If an empath senses something, they are not often wrong. If they think someone’s lying or that something is just “not right” you can bet your last dollar that they are not wrong.

Therefore, a basic understanding of this mystical and quite magical creature is highly beneficial.

Empaths have quite a few little quirks, traits and characteristics that are worth knowing about, and gaining a better understanding of, so that any relationship that is formed has a strong survival chance and also so that it thrives.

Empaths can be deeply misunderstood. It can take a little time to get to know them before they fully unravel and until their true magnificent spirit receives the opportunity to shine.

Love with an empath will be intense as they are energetically sensitive, therefore they will pick up on everything and anything that is happening around them. Regardless of whether emotions have been outwardly expressed, empaths will experience their partner’s emotions as deeply as they feel their own.

It is impossible to try to hide true feelings when romantically involved with an empath as they will likely have figured them out long before the person feeling them has. Empaths are highly intuitive yet sometimes fail to trust their inner voice as too many people have previously tried to wrongly convince them that their gut feelings were wrong.

Being a little naïve and trusting at times, the empath has doubted themselves and pushed aside their intuition, causing them to lose faith in the power they hold within that alerts them to any perceived signs of danger. That being said, the little nagging voice in the empath’s head will not subside until the reality and truth has been fully uncovered.

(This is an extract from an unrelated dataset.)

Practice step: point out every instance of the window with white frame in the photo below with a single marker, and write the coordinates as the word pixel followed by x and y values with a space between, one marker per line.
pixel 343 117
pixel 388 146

Empaths like truth. However hard it is to handle, they would rather be told things straight than told a lie, even if it is a white one. Although the truth isn’t always pretty, it is much nicer than spending days and nights trying to make sense of all the complicated energies and subliminal messaging systems that are going on.

If it’s one thing that empaths are amazing at it is dealing with a brutally raw and honest relationship. Although they can be rather delicate creatures on some levels, their strength in relationships is found where honesty, trust and loyalty come before anything else.

Empaths can be perceived as having hearts that are caged in. Although, this is only true when they have been deceived so many times they feel that their only option is protection. The true spirit of an empath wants to give and receive love in abundance, though they are only able to do this when they feel safe and secure that they are in a safe place to open the door and allow the love to flow.

One of the most tragic parts about the empaths character is that all too often the love is cast out in all the wrong places. Empaths feel the pain and sorrow of the whole world and feel that they want to heal and fix the world up and make things better for all concerned. This can be an amazingly powerful thing and this energy is exactly what the world needs. However, this can also be a deeply painful way to exist.

Not everyone sees the world the way an empath views it and because of this, an empath’s heart will be broken constantly and they will bleed endlessly for cruelty, injustice and inequalities. There will be many who will want to take the love, affection and the empath’s good nature with no care for giving any return.

Whilst this can teach an empath a lot about unconditional love and also an immense amount about self-preservation, it is also a deeply painful learning process.

An empath will fail to understand why others do not give out care, consideration and affection freely and why other people can so easily turn a blind eye to heartbreak and suffering when healing is what is required. Others may ridicule and belittle the empaths desire to reach out and make a difference, and this serves to add salt to their wounds.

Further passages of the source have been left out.